Adalah sebuah perdebatan di sebuah group dimana member
saling adu argument tentang kejamnya dunia kapitalis negeri ini, dimana
karyawan dituntut memeras keringat dan otak dengan penghargaan kurang sepadan.
Hal itu membuat saya teringat dengan beberapa percakapan
saya sekian waktu terakhir.
Diawali dengan tukang ketoprak.
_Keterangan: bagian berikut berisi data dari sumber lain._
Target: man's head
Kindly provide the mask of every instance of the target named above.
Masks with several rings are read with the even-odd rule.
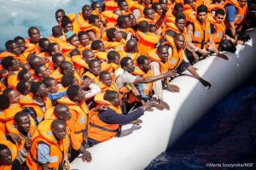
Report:
[[[154,20],[154,11],[153,8],[146,7],[143,9],[143,14],[146,19],[149,19],[151,20]]]
[[[71,85],[67,90],[67,95],[73,101],[84,101],[85,93],[78,85]]]
[[[98,60],[92,60],[89,62],[89,70],[95,75],[99,76],[102,72],[101,62]]]
[[[60,67],[61,63],[65,60],[64,56],[61,53],[56,53],[52,55],[52,62],[55,64],[55,67]]]
[[[66,32],[67,42],[75,48],[79,48],[80,45],[79,38],[76,33],[73,31]]]
[[[5,48],[7,51],[20,55],[21,54],[20,48],[16,42],[14,40],[9,40],[5,42]]]
[[[75,70],[73,65],[69,61],[61,61],[60,65],[61,73],[62,75],[71,74],[73,75],[75,73]]]
[[[118,6],[120,10],[125,10],[125,12],[129,11],[128,3],[125,0],[119,0]]]
[[[3,90],[3,94],[6,95],[10,104],[17,104],[20,100],[20,95],[17,90],[12,88],[7,88]]]
[[[186,16],[183,13],[178,13],[175,18],[175,26],[183,32],[186,26]]]
[[[69,31],[73,30],[73,23],[72,23],[71,20],[68,18],[68,16],[67,16],[67,15],[62,16],[61,23],[61,27],[63,28],[64,32],[67,32]]]
[[[143,20],[137,25],[137,29],[142,32],[148,32],[149,30],[149,25],[146,20]]]
[[[108,90],[104,94],[103,99],[107,101],[109,101],[114,106],[120,105],[120,99],[119,94],[113,90]]]
[[[207,14],[207,7],[206,5],[200,5],[197,8],[196,19],[200,23],[203,23],[206,20]]]
[[[41,79],[44,79],[49,77],[49,70],[44,65],[38,65],[34,68],[35,74],[41,77]]]
[[[26,49],[26,42],[25,39],[20,36],[15,37],[15,42],[18,44],[20,53],[22,54]]]
[[[3,144],[0,144],[0,166],[11,165],[12,163],[12,153],[9,148]]]
[[[240,7],[243,8],[247,4],[247,0],[237,0]]]
[[[2,66],[9,71],[19,71],[18,60],[12,56],[4,57],[2,60]]]
[[[61,140],[66,137],[66,124],[63,120],[54,120],[51,123],[51,132],[56,140]]]
[[[94,53],[90,49],[84,49],[82,53],[83,58],[85,63],[89,64],[89,62],[92,60],[95,60]]]
[[[127,53],[137,53],[137,41],[135,39],[130,39],[126,42],[126,52]]]
[[[22,95],[26,95],[30,93],[31,82],[21,80],[18,82],[16,88]]]
[[[19,111],[15,116],[15,124],[19,132],[27,133],[31,125],[28,114],[25,111]]]
[[[110,87],[112,84],[112,77],[109,72],[108,71],[102,71],[100,73],[100,81],[108,87]]]
[[[182,33],[176,34],[174,36],[174,43],[177,50],[183,48],[185,38]]]
[[[131,20],[128,16],[120,15],[117,19],[117,26],[119,28],[130,28],[131,27]]]
[[[61,83],[64,88],[68,88],[71,85],[79,85],[79,81],[73,75],[67,74],[61,77]]]
[[[27,31],[28,32],[28,36],[30,37],[30,41],[32,43],[38,43],[39,42],[40,39],[40,31],[39,29],[35,27],[35,26],[32,26],[28,29]]]
[[[85,18],[86,20],[88,17],[91,14],[91,7],[90,5],[84,5],[82,7],[82,13],[83,13],[83,17]]]
[[[26,70],[21,70],[19,71],[18,73],[18,78],[20,81],[25,80],[25,81],[28,81],[30,82],[34,82],[34,76],[32,76],[32,74],[26,71]]]
[[[43,81],[48,88],[49,93],[56,94],[59,92],[59,87],[57,86],[57,82],[52,77],[44,78]]]
[[[120,61],[121,68],[128,72],[133,72],[135,70],[134,63],[130,57],[124,57]]]
[[[65,15],[65,11],[62,8],[59,8],[55,12],[55,19],[58,23],[61,23],[62,17]]]
[[[116,28],[108,29],[106,34],[110,42],[119,42],[123,38],[122,35],[116,30]]]
[[[147,72],[147,71],[151,69],[150,61],[148,58],[145,55],[140,55],[137,59],[137,63],[140,69],[143,71],[144,72]]]
[[[91,48],[91,50],[96,50],[96,51],[100,51],[100,52],[106,51],[105,45],[104,45],[103,42],[102,42],[101,40],[93,41],[91,42],[90,48]]]
[[[109,51],[107,54],[108,63],[120,64],[120,54],[116,51]]]
[[[38,42],[38,45],[41,48],[41,52],[47,52],[47,47],[49,46],[49,43],[50,42],[49,39],[45,37],[42,37]]]
[[[166,45],[158,46],[156,53],[163,63],[166,63],[168,60],[169,53],[168,53],[167,46]]]
[[[0,110],[3,111],[9,107],[9,98],[4,94],[0,94]]]
[[[85,47],[90,44],[89,36],[87,31],[82,31],[79,33],[79,38],[82,46]]]
[[[63,121],[68,121],[71,119],[71,113],[69,112],[69,109],[67,105],[57,105],[55,107],[54,112],[58,119]]]
[[[34,95],[41,98],[48,97],[49,94],[48,88],[42,82],[32,82],[30,90]]]
[[[91,24],[98,28],[102,28],[102,22],[100,18],[96,14],[90,14],[89,17],[89,24]]]
[[[225,18],[225,11],[222,8],[218,8],[215,11],[214,19],[218,23],[221,24],[224,22],[224,20]]]
[[[52,42],[49,43],[49,46],[47,47],[47,52],[50,56],[54,55],[55,54],[60,53],[61,54],[61,49],[56,42]]]

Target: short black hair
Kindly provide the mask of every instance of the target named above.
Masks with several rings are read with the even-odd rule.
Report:
[[[12,88],[7,88],[3,90],[3,94],[6,95],[7,97],[9,97],[9,94],[12,91],[14,91],[15,89]]]
[[[145,60],[148,60],[148,58],[146,55],[140,55],[137,59],[137,63],[138,65],[143,65],[145,63]]]
[[[100,49],[101,48],[101,43],[103,43],[103,42],[101,41],[101,40],[94,40],[91,42],[91,45],[90,45],[91,50],[98,50],[98,49]]]
[[[89,62],[89,64],[88,64],[89,68],[91,68],[92,65],[93,65],[96,62],[101,63],[97,59],[91,60]]]
[[[108,90],[104,94],[103,99],[105,99],[107,101],[111,101],[115,99],[116,94],[118,94],[118,93],[116,91]]]
[[[88,20],[89,20],[89,24],[94,24],[95,23],[95,20],[96,20],[96,19],[99,19],[99,17],[97,16],[97,15],[96,15],[96,14],[90,14],[90,16],[89,16],[89,18],[88,18]]]
[[[20,71],[19,73],[18,73],[18,78],[19,78],[19,80],[20,81],[25,80],[24,76],[26,75],[28,72],[29,71],[26,71],[26,70],[21,70],[21,71]]]
[[[64,56],[62,55],[62,54],[56,53],[56,54],[55,54],[52,55],[52,58],[51,58],[52,62],[53,63],[56,63],[58,57],[64,57]]]
[[[102,80],[103,76],[106,75],[110,75],[110,73],[106,71],[102,71],[99,75],[100,80]]]
[[[73,100],[73,99],[78,95],[79,91],[79,86],[71,85],[67,88],[67,95],[69,99]]]
[[[14,65],[14,63],[13,63],[13,60],[15,60],[14,57],[12,56],[8,56],[8,57],[4,57],[3,60],[2,60],[2,66],[5,69],[5,70],[8,70],[9,67],[10,66],[13,66]]]
[[[24,95],[24,93],[26,90],[26,82],[27,81],[26,81],[26,80],[21,80],[17,83],[16,88],[22,95]]]
[[[9,107],[9,98],[4,94],[0,94],[0,110],[4,110]]]
[[[28,116],[28,114],[26,112],[25,112],[25,111],[19,111],[19,112],[17,112],[15,114],[15,118],[14,118],[15,122],[15,123],[20,122],[20,117],[24,117],[24,116]]]
[[[61,77],[61,83],[64,88],[67,88],[73,84],[73,81],[75,78],[73,75],[66,74]]]
[[[217,16],[217,14],[225,15],[225,11],[223,8],[218,8],[215,11],[215,16]]]
[[[107,37],[109,41],[113,41],[114,38],[114,31],[116,31],[116,28],[108,28],[106,31]]]
[[[31,93],[32,93],[33,94],[38,93],[42,84],[44,84],[42,82],[32,82],[31,83],[31,89],[30,89]]]
[[[131,60],[130,57],[124,57],[120,61],[121,68],[124,69],[127,65],[127,62]]]
[[[45,84],[46,88],[50,88],[53,86],[52,82],[55,81],[53,77],[47,77],[43,80],[43,83]]]
[[[120,54],[116,51],[109,51],[107,54],[108,60],[113,60],[115,56],[120,57]]]
[[[44,65],[38,65],[37,66],[35,66],[34,71],[35,71],[35,75],[37,75],[38,76],[39,76],[39,74],[41,73],[41,68],[43,66],[45,66]]]

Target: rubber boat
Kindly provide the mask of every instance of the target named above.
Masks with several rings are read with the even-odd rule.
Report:
[[[255,71],[256,30],[247,31],[251,40],[237,45],[235,54],[224,52],[228,60],[216,56],[196,63],[198,73],[208,82],[207,89],[189,72],[178,76],[172,83],[180,93],[164,92],[164,99],[170,110],[145,112],[141,126],[125,125],[119,138],[96,144],[88,149],[92,155],[90,163],[77,158],[72,169],[90,170],[137,170],[145,168],[153,159],[177,141],[213,105],[232,90],[247,80]]]

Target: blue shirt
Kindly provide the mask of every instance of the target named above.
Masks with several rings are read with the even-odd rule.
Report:
[[[236,20],[236,15],[237,14],[237,9],[233,5],[229,5],[225,7],[226,9],[226,14],[227,14],[227,20],[229,22],[235,22]]]

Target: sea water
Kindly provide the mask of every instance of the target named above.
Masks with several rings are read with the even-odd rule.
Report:
[[[256,169],[256,75],[228,95],[146,170]]]

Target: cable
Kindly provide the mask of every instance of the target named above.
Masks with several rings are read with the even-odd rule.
Ketika mencoba menganalisis hasil penjualan
ketoprak dengan keuntungan 40% dari
perspektif saya, dia hanya tersenyum kecil.
Topi lusuh, gerobak kusam, dan kaos berpeluh keringatnya sedikit membelokkan asumsi, bahwa keuntungannya di
bawah 40%. Yang jelas di hari biasa
sekitar 1 jam mulai berjualan, biasanya
terjual sekitar 15 porsi dengan harga Rp 5000,00 per porsi.
Di waktu yang lain secara tidak sengaja bapak tukang
ketoprak yang justru buka-bukaan tentang keuntungannya.
“Agak malas sebenarnya jualan di hari Senin. Biasanya sepi.”
“Terus yang ramai hari apa biasanya, Pak?”
“Yah … kalau hari lain standar. Yang ramai hari Jumat ada
pasar malam, sama Sabtu Minggu. Bisa dapat 600 ribu.”
“Bersih?”
“Total. Tapi kan
lumayan. Buat belanja lagi sekitar 200
ribu.”
Langsung otak menghitung secara otomatis. Berarti keuntungan 400 ribu per hari selama 3
hari (Jumat, Sabtu, Minggu), sudah 1.2 juta. Hari Senin sampai Kamis belum dihitung. Anggaplah dapat 50% dari hari ‘ramai’, dia
dapat keuntungan 200 ribu. Sudah 800
ribu. Total 2 juta dalam 1 minggu.
Sebulan…?
Itu tukang ketoprak…
Cerita lain datang dari tukang cimol.
Dia berjualan cimol di pasar malam. Tiap malam berpindah tempat. 1 plastik kecil
cimol dia jual 1000 rupiah dengan bumbu aneka rasa. Di hari Minggu biasanya ada
pasar pagi. Nah, di pasar pagi dia tidak
jualan cimol, tapi teh poci.
Hasilnya?
Bebarapa bulan yang lalu beliau resign dari tempat kerjanya.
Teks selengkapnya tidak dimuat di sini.